Susanne Kerckhoffs »Berliner Briefe« sind Momentaufnahmen der deutschen Befindlichkeit kurz vor Gründung der beiden deutschen Staaten.

Von Jürgen Nielsen-Sikora
 

Im Juni 2020 erhob die Publizistin Ines Geipel im Deutschlandfunk den Vorwurf, die Neuedition von Susanne Kerckhoffs »Berliner Briefen« verheimliche, dass die Briefe bereits 1948 erschienen seien. Auch bemängelt Geipel fehlende Informationen über Publikationen zu Kerckhoff seit den 1990er Jahren, zu denen Geipel teils selbst beigetragen hat.
Wer die Neuedition in der Hand hält, fragt sich jedoch, ob Geipel das Buch überhaupt zu Ende gelesen hat. Denn das Nachwort von Peter Graf als auch das Impressum geben sehr wohl über die von Geipel vermissten Aspekte Aufschluss. Eine so eklatante Fehleinschätzung einer »Professorin für Verskunst« muss verwundern. Auch bleibt ein kritischer Hinweis von Alexander Moritz, der das Interview mit Geipel führte, ebenso aus. Offensichtlich hatte auch er das Buch maximal bis zum letzten Brief gelesen. Über die Gründe solcher Nachlässigkeiten lässt sich nur spekulieren.

Anders verhält es sich mit Geipels Kritik an der Entpolitisierung Kerckhoffs in vielen Feuilletons. So war die Journalistin und Schriftstellerin Susanne Kerckhoff (1918-1950), Halbschwester des Philosophen Wolfgang Harich (1923-1995), entgegen einzelnen Darstellungen eine äußerst politische Denkerin. Ihre moralischen Überzeugungen und ihre Sicht auf die gesellschaftlichen Verhältnisse gibt sie insbesondere in den Briefen der fiktiven Verfasserin Helene, die an ihren jüdischen Freund Hans kurz nach Ende des Zweiten Weltkriegs schreibt, zu Protokoll.

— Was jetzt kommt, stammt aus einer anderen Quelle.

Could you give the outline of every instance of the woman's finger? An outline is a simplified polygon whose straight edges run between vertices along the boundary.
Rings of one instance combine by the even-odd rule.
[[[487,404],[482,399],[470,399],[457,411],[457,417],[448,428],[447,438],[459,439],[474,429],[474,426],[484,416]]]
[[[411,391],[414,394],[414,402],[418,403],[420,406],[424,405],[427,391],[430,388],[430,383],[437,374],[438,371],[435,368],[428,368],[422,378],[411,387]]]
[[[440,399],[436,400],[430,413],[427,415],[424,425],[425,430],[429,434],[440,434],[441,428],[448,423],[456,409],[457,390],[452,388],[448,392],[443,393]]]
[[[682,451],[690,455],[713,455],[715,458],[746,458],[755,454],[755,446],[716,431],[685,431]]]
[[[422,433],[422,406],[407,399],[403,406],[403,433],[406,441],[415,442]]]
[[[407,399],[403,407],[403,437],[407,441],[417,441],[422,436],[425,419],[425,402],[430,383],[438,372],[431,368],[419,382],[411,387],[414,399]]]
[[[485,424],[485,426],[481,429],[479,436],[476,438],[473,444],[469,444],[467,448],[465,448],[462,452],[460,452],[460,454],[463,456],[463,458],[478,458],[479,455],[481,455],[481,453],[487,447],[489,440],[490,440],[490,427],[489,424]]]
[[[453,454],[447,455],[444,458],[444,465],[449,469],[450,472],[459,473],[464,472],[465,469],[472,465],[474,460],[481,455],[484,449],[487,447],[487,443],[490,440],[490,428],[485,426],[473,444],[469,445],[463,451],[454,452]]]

Die Themen aus jener Zeit des Alliierten Kontrollrats in Deutschland kreisen um die Erbschaft des Nationalsozialismus, um die Perspektiven des Sozialismus, den aufkeimenden Ost-West-Konflikt, die Verantwortung gegenüber den Juden und den problematischen Lebensalltag der Nachkriegszeit.
Helenes Briefe bleiben für den Leser unbeantwortet, denn Hans' Briefe sind, auch wenn Helene über sie spricht, nicht abgedruckt. Es ist insofern ein Monolog, ein trauriger, beinahe melancholischer Monolog über die erste Zeit nach 1945. Hin und wieder mischen sich auch Verbitterung und Verzweiflung in die Texte, Orientierungslosigkeit, offene Fragen, Sinnsuche.

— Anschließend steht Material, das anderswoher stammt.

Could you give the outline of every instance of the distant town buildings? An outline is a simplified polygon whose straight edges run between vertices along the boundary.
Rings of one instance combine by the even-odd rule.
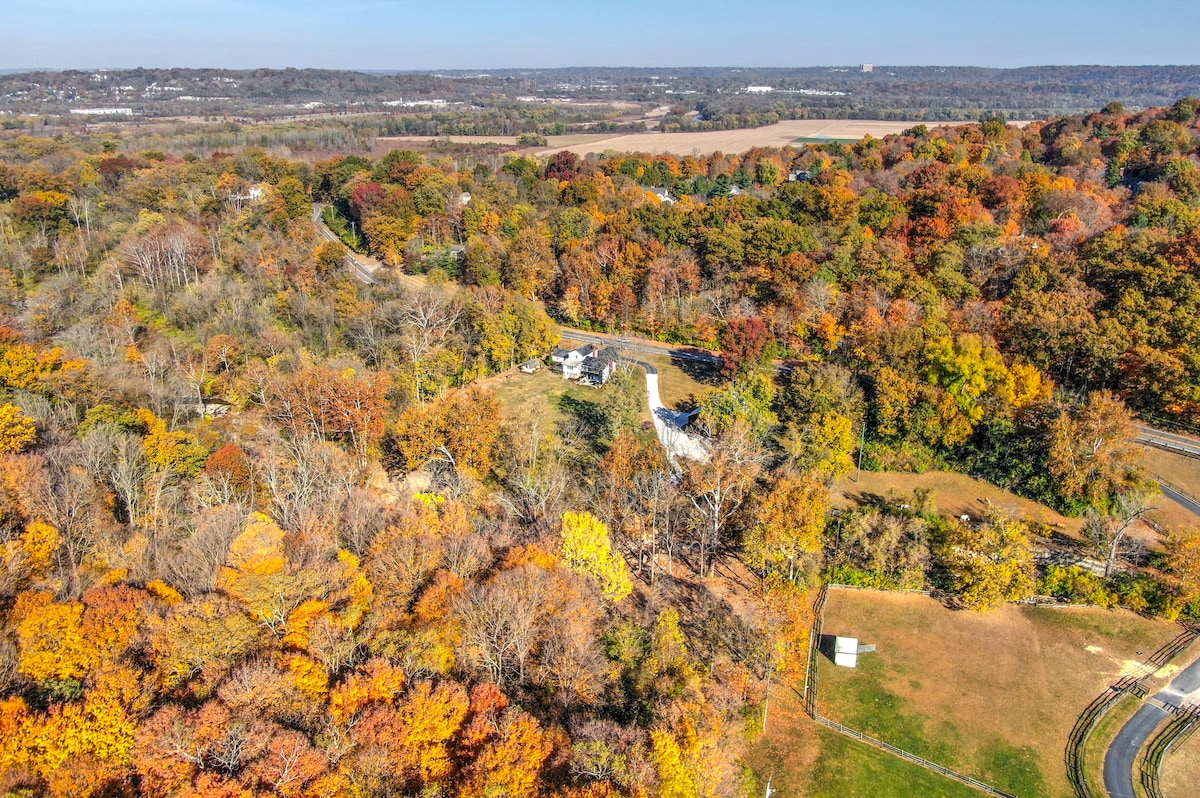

Wie Peter Graf im Nachwort zu Recht feststellt, ist die Qualität von Kerckhoffs Werk »von unterschiedlicher Qualität, insbesondere da, wo ihr politische Bekenntnisse scheinbar wichtiger erscheinen als ihr poetischer Gestaltungswille«. Die Berliner Briefe aber will er davon ausnehmen, denn sie verknüpften »auf sehr eindrucksvolle Weise das Private mit dem gesellschaftlich Relevanten.«
Meines Erachtens muss man diese Kritik jedoch auch auf die Briefe anwenden. Denn auch hier dominiert das Politische die Korrespondenz, die Poesie geht oftmals verloren, und das Private rückt in den Hintergrund.

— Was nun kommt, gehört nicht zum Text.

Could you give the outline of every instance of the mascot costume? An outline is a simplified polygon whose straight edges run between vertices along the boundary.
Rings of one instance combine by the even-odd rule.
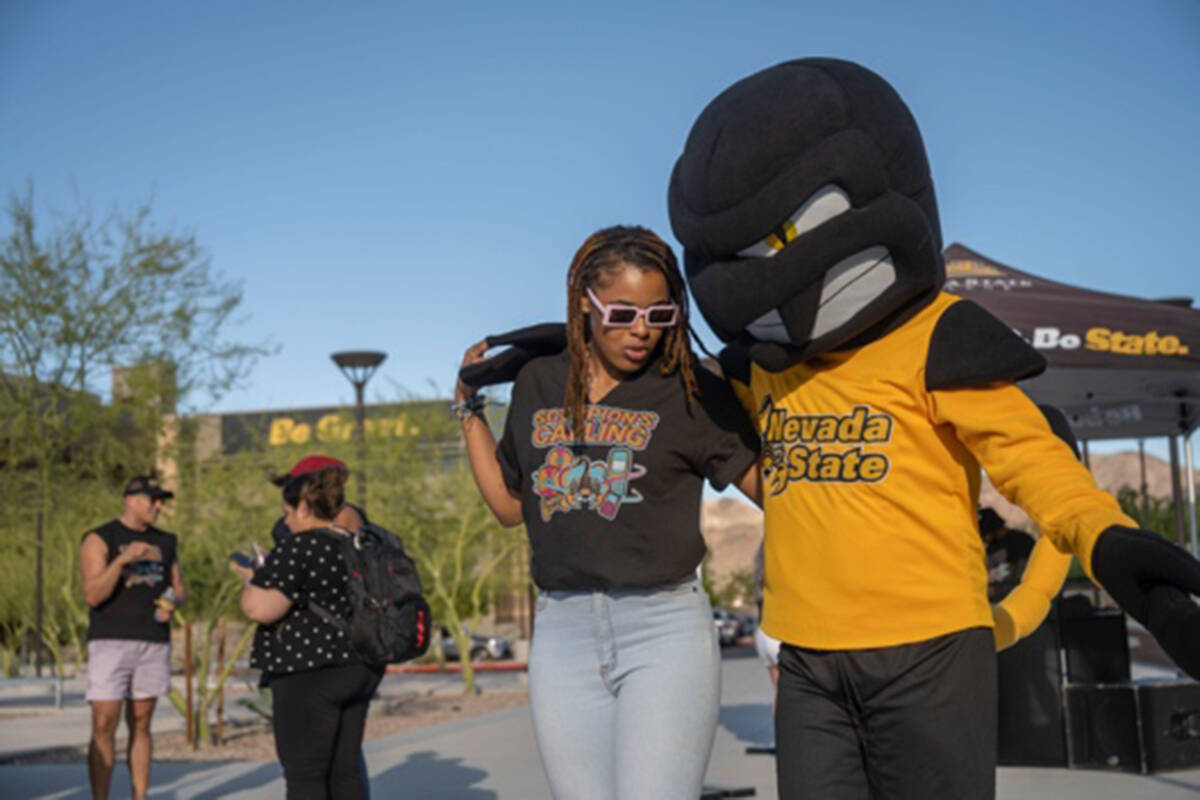
[[[669,205],[762,436],[781,797],[994,796],[981,466],[1045,540],[1027,570],[1044,585],[996,615],[1000,644],[1044,615],[1053,545],[1197,674],[1200,563],[1136,530],[1016,387],[1041,356],[941,292],[924,146],[886,81],[812,58],[735,83],[693,126]]]
[[[995,650],[1042,621],[1072,554],[1200,676],[1200,563],[1136,530],[1016,387],[1042,357],[941,292],[924,145],[886,81],[833,59],[739,81],[693,126],[669,207],[762,437],[781,797],[994,797]],[[566,346],[555,324],[488,342],[511,346],[470,385]],[[980,467],[1042,533],[995,608]]]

Vielleicht sind diese Briefe aus diesem Grund auch vielmehr ein zeithistorisches Dokument, eine Momentaufnahme der deutschen Befindlichkeit kurz vor Gründung der beiden deutschen Staaten. So bleibt für den Leser von heute sprachlich vieles fremd, womöglich fremder als viele älteren Texte der deutschen Literatur. Man könnte die Briefe aber auch weniger unter literarischen Gesichtspunkten denn als eine Art Manifest der später 1940er Jahre lesen: »SPD? Die Sozialdemokratische Partei fischt im Trüben, ködert mit den Würmern einer rassenfeindlichen Propaganda den Ressentiment-Deutschen.« Dann wird Susanne Kerckhoff, »literarische Hoffnung des Kommunismus und Kulturressort-Chefin der östlich orientierten Berliner Zeitung«, so der Spiegel damals, gewiss auch verständlicher.
Sie nahm sich im März 1950, nach dem die SED ihr wiederholt eine »schwankende ideologische Haltung« vorgeworfen hatte, das Leben.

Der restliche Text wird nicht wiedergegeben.